Ecco, tutti costoro – appartenenti visibilmente o misteriosamente alla Chiesa – domenica pomeriggio sono stati per così dire “beatificati” – resi felici – insieme alla suora di Chiavenna, martire della carità e della fede. Ecco perché l’avvenimento a cui abbiamo partecipato è ben più fecondo di un semplice rito, e non solo perché la gioia ha come cancellato la noia artefice di quell’altro rito assassino, ma perché la luce della nuova Beata già si rifrange in mezzo a noi come un faro che traccia il cammino.
L’esemplarità dei Santi è nascosta nel loro quotidiano e spesso cogliamo improvvisamente presente nel momento di una morte eroica quanto invece si era sviluppato nascostamente nel tempo della vita quotidiana e che solo un’attenta ricerca a posteriori – ecco l’importanza di un processo di canonizzazione – ci fa scoprire.

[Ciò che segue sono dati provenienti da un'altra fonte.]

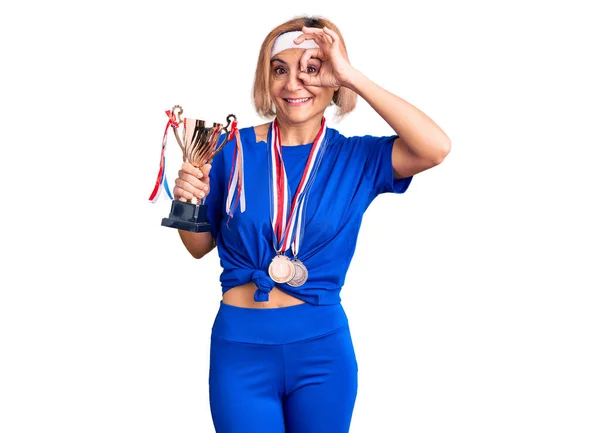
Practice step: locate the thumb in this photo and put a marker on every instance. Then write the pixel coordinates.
(309, 80)
(205, 170)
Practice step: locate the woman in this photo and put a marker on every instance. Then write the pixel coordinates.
(282, 358)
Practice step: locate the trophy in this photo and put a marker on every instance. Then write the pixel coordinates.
(199, 146)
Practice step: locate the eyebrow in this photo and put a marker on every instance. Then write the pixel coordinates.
(277, 59)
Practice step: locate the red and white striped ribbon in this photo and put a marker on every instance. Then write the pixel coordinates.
(287, 217)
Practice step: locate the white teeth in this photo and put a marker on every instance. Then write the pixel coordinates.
(296, 101)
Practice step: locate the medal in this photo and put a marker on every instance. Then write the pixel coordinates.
(300, 274)
(281, 269)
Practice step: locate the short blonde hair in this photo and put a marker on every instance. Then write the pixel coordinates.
(344, 98)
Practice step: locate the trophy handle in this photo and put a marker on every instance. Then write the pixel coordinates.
(227, 132)
(177, 112)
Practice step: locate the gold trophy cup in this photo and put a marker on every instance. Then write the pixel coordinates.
(200, 144)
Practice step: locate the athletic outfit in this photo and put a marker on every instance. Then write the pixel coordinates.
(291, 369)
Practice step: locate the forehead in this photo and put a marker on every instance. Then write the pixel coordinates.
(290, 56)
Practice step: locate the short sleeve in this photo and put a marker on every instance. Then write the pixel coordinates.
(214, 201)
(379, 165)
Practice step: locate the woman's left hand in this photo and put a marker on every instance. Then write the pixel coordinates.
(335, 69)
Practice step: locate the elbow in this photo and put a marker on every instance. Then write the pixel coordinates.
(442, 151)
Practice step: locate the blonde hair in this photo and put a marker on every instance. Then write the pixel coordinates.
(344, 98)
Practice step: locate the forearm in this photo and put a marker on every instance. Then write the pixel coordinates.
(422, 136)
(198, 244)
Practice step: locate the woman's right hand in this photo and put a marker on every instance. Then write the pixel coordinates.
(193, 183)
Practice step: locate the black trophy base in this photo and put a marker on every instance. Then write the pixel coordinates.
(187, 216)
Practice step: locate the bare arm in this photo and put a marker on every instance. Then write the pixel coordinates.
(421, 144)
(198, 244)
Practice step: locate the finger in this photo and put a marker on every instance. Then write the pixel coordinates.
(192, 170)
(193, 181)
(315, 34)
(333, 35)
(181, 194)
(205, 169)
(309, 80)
(190, 190)
(306, 56)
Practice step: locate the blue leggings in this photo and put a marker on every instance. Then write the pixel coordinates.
(277, 370)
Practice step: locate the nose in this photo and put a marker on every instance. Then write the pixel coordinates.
(293, 82)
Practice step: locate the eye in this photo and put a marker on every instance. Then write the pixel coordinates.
(310, 69)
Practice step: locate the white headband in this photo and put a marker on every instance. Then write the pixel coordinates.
(286, 41)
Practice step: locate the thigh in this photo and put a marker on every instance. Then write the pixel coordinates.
(245, 386)
(324, 376)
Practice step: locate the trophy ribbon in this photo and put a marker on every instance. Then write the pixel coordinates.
(161, 179)
(287, 218)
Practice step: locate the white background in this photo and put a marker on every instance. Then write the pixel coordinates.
(473, 298)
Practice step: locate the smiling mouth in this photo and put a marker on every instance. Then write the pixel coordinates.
(296, 100)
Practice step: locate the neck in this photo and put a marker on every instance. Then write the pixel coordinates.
(297, 134)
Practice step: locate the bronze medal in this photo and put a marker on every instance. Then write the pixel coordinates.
(300, 274)
(281, 269)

Suor Maria Laura quella notte ha seriamente perdonato chi l’uccideva entro un banale gioco di morte, ma questo era solo l’epilogo di una vita vissuta sulla stessa lunghezza d’onda. La santità si vede magari in un guizzo, ma nasce da una lenta e costante decantazione dentro la fatica e il nascondimento dei giorni.

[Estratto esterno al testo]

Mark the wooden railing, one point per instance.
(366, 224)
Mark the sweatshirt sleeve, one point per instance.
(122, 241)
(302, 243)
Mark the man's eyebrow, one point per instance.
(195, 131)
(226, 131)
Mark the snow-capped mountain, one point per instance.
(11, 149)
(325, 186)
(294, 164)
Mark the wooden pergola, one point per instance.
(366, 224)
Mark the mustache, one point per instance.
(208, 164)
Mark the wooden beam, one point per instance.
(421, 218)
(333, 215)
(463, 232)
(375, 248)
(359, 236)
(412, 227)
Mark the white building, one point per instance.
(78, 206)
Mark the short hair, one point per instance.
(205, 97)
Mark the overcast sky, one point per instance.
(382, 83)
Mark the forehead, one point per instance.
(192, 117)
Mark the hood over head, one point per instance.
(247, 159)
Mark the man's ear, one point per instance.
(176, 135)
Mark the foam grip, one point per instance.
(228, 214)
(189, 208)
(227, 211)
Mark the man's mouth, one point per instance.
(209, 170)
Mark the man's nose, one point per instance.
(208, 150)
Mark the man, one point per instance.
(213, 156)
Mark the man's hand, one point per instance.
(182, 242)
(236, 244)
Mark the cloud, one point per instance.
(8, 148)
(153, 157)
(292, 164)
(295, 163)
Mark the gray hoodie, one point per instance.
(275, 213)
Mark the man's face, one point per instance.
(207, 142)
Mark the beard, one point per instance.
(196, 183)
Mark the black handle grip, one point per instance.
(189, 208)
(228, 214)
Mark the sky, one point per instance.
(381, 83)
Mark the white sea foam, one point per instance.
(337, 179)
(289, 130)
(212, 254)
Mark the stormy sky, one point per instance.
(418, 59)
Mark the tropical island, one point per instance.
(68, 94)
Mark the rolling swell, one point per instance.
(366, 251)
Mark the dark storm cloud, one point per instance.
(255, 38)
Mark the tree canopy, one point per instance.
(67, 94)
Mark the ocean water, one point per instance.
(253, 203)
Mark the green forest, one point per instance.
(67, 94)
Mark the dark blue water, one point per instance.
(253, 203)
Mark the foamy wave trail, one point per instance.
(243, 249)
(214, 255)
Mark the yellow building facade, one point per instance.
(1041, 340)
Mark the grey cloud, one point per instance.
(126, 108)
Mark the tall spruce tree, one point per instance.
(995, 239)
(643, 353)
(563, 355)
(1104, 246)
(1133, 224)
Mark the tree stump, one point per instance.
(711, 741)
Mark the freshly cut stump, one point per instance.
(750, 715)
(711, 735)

Non solo. Il perdono che la suora di Chiavenna ha dato alle tre assassine prima di morire sotto i colpi delle loro coltellate è un gesto di grande rilevanza nell’iter stesso della sua beatificazione, ed ha nelle tre ragazze le uniche testimoni. Ebbene, domenica pomeriggio quel perdono aleggiava con potenza nell’aria mentre suor Maria Laura veniva proclamata beata, e ha custodito in questo ventennio proprio le tre che ne hanno efficacemente beneficiato. Dopo un breve periodo di detenzione, infatti, hanno potuto cambiare identità e costruirsi una vita lontano da Chiavenna. Si direbbe che il frutto della santità della loro vittima le ha raggiunte ancor prima della sua beatificazione.
L’esemplarità dei Santi è davvero nascosta nella vita quotidiana…

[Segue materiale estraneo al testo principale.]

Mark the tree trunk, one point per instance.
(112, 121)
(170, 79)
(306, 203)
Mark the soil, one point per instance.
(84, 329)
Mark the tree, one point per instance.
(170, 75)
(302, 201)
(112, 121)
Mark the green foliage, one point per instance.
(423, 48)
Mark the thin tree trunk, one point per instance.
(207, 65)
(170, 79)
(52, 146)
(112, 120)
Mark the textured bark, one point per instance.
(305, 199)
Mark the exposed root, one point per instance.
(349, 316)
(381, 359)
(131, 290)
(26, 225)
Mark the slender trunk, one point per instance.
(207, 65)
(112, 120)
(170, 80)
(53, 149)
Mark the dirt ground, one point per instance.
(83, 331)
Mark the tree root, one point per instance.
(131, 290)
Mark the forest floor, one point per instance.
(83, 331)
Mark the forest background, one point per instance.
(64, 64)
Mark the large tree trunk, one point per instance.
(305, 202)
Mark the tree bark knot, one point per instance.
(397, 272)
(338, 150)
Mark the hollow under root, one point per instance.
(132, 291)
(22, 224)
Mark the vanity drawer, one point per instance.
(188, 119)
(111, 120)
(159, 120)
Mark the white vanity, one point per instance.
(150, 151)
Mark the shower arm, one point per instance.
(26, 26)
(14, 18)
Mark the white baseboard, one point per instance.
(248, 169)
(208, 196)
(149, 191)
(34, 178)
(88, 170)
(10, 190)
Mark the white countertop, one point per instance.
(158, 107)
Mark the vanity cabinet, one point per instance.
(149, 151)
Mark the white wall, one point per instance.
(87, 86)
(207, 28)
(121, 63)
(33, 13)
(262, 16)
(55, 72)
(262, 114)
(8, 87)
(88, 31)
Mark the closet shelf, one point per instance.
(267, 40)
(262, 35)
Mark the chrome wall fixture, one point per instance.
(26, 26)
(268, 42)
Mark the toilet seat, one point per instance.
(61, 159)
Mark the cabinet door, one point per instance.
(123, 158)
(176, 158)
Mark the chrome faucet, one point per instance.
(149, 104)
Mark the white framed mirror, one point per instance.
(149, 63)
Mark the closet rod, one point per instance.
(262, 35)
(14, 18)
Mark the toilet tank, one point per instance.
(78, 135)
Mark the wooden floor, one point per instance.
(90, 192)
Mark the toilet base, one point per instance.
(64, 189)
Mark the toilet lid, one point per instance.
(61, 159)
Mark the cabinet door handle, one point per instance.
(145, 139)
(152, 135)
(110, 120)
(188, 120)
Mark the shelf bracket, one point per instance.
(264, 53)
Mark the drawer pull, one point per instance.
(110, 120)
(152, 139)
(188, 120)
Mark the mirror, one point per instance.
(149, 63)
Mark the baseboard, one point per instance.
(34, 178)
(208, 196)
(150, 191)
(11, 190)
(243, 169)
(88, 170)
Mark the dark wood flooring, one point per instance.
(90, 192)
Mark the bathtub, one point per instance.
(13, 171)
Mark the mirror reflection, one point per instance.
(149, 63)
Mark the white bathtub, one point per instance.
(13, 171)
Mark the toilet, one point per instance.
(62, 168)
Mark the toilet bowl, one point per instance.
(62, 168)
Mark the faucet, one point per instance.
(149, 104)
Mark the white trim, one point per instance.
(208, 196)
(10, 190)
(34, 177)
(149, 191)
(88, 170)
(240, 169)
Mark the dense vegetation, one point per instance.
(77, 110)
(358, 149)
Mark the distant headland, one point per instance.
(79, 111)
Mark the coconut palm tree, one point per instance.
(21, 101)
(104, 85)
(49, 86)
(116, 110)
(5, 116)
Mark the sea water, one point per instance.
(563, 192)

Sì, è molto significativo che le autrici dell’omicidio siano state le testimoni del perdono donato da suor Maria Laura e, testimoniando, lo abbiano irraggiato su tutti noi. Quelle parole di perdono, quell’ abbandonarsi non passivo alla furia omicida ha veramente forato il buio del male. Il martirio di Suor Laura è stato il “tutto compiuto” di una vita in ogni caso donata, frantumata nei mille rivoli della carità quotidiana, eucaristicamente consumata come un buon pezzo di pane nutriente e saporoso.